The Ministry of External Affairs extolled the virtues of NAM and said India remained committed to NAM’s ideals. “There can be no question of India’s firm and abiding commitment to non-alignment. The Non-Aligned Movement played a significant role in ending apartheid and colonialism. Today, its relevance continues in promoting South- South cooperation and the democratisation of the international system. India remains committed to its ideals,” MEA spokesman said in a terse statement. Rice had advocated that in order to create a partnership for future and to fully realise it, one had to move past “old ways of thinking and old ways of acting.”

Rice went to question the very relevance of non-alignment. “In some ways, we already have begun to do that. And I know that there are some who still talk about non-alignment in foreign policy. But maybe that made sense during the cold war when the world really was divided into rival camps. Now the question that I would ask is, as fellow democracies with so many interests and principles in common at a time when people of every culture, every race, and every religion are embracing political and economic liberty, what is the meaning of non-alignment?”

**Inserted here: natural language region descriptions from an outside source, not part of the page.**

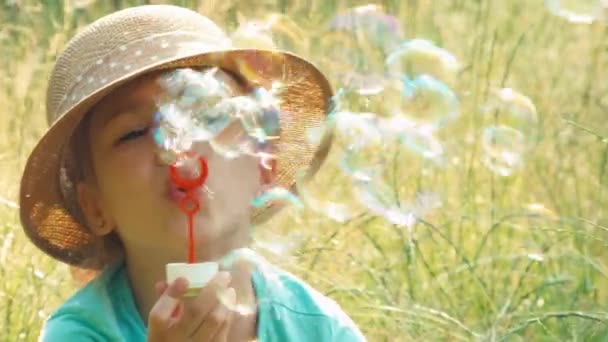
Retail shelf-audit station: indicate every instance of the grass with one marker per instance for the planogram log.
(505, 259)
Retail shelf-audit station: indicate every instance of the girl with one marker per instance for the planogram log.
(95, 194)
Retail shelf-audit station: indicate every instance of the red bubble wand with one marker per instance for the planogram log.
(190, 204)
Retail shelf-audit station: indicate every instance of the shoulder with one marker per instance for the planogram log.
(87, 314)
(66, 327)
(302, 313)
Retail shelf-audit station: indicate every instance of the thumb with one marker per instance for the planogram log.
(162, 317)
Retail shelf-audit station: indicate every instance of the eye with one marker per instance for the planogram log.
(132, 135)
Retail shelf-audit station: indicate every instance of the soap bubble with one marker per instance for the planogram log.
(276, 31)
(200, 107)
(370, 25)
(240, 260)
(418, 140)
(429, 102)
(356, 45)
(418, 57)
(382, 200)
(426, 101)
(507, 107)
(579, 11)
(504, 148)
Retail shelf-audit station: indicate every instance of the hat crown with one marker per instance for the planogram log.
(101, 44)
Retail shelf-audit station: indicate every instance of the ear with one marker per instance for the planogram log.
(91, 206)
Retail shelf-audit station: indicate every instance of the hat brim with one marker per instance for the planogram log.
(304, 98)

“It has lost its meaning. One is aligned not with the interests and power of one bloc or another, but with the values of a common humanity. How can we not afford to join each other, on a global scale, to support opportunity and prosperity and justice and dignity and health and education and freedom and democracy? Oh, there will be differences; differences of policy, differences of tactics, from time to time, differences of strategy.”

Rice underlined India’s multiethnic democracy as its strong point. “… With India, a good and strong emerging multiethnic democracy, there will not be differences about what we are trying to achieve: a world that is freer, a world that is more prosperous, and a world that is more just. We can do this not just bilaterally, but multilaterally as well, working with other free nations like Japan and Australia and Korea and our allies in Europe, working with other large multiethnic, multi-religious democracies like Brazil and Indonesia and South Africa.”